Plan rapproché de Justin Trudeau qu se gratte la tempe avec le pouce.

Le premier ministre du Canada Justin Trudeau

Photo : La Presse canadienne / Sean Kilpatrick

Christian Noël

Justin Trudeau entreprend son premier voyage international depuis l’élection de son gouvernement minoritaire. Le premier ministre se rend au sommet de l’Organisation du traité de l’Atlantique Nord (OTAN) à Londres afin de souligner le 70e anniversaire de sa création.

Mais une série de dossiers chauds, comme l’effritement de l’alliance, la menace russe et les problèmes de cybersécurité posés par la compagnie chinoise Huawei, risquent d’assombrir les célébrations.

Emmanuel Macron et Donald Trump, assis face à face.

Le président français Emmanuel Macron en entretien avec le président américain Donald Trump à l'Élysée le 10 novembre 2018.
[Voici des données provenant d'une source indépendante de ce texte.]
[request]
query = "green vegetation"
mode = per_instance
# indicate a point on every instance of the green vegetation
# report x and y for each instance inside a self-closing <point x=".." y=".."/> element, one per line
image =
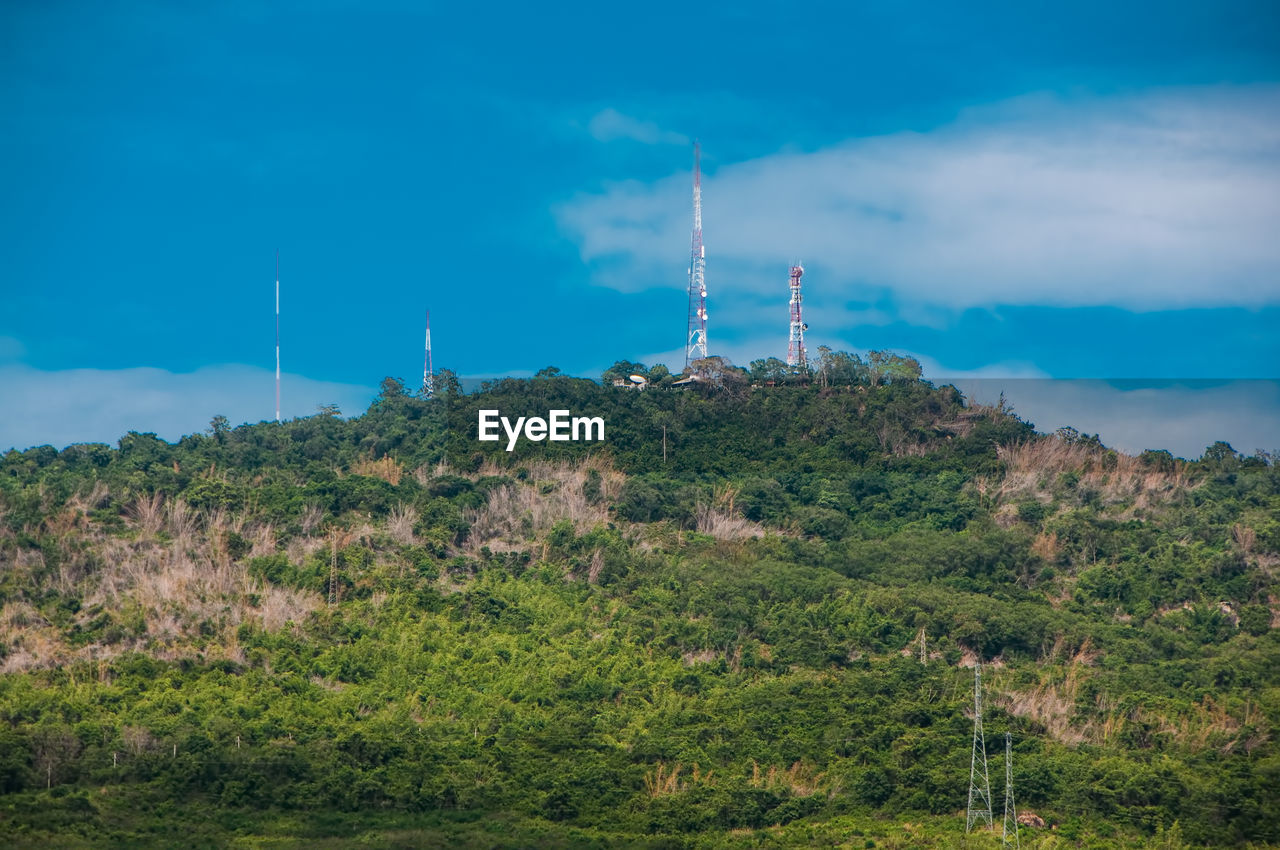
<point x="764" y="639"/>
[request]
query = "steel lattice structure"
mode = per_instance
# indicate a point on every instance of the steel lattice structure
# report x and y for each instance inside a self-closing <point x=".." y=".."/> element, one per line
<point x="795" y="343"/>
<point x="695" y="342"/>
<point x="979" y="784"/>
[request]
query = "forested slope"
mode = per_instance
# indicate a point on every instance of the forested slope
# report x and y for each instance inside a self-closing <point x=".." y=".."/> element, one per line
<point x="380" y="629"/>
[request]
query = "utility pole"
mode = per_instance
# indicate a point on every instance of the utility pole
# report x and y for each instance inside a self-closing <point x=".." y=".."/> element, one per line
<point x="1010" y="809"/>
<point x="979" y="784"/>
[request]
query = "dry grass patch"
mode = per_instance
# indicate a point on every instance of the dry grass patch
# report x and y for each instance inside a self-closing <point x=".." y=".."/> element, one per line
<point x="1032" y="470"/>
<point x="520" y="512"/>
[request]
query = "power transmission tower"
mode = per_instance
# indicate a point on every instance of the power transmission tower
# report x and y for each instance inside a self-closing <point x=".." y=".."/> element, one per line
<point x="979" y="784"/>
<point x="1010" y="809"/>
<point x="333" y="570"/>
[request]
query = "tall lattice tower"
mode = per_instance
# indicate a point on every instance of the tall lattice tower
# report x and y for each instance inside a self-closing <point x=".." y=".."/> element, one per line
<point x="695" y="343"/>
<point x="428" y="370"/>
<point x="1009" y="833"/>
<point x="979" y="784"/>
<point x="795" y="344"/>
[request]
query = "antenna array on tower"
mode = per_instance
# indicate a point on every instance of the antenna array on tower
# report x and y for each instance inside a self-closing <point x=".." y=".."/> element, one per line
<point x="695" y="343"/>
<point x="278" y="336"/>
<point x="795" y="343"/>
<point x="428" y="370"/>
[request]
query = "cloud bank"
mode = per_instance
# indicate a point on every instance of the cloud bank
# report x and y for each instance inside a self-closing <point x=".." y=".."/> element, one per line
<point x="100" y="406"/>
<point x="1183" y="417"/>
<point x="1162" y="200"/>
<point x="611" y="126"/>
Photo : Getty Images / AFP/SAUL LOEB

1. La mort cérébrale de l’OTAN

Le président français Emmanuel Macron dit qu’il a voulu tirer la sonnette d’alarme en clamant le mois dernier qu’on assistait à la mort cérébrale de l’OTAN.

Il visait notamment la baisse d’intérêt des États-Unis vis-à-vis de ses engagements internationaux et le rapprochement de la Turquie avec la Russie.

Le président Macron a exposé une certaine division au sein des pays membres de l’OTAN.

Justin Massie, professeur de science politique à l’UQAM

Le président Macron prône une plus grande indépendance militaire de l’Europe par rapport aux Américains.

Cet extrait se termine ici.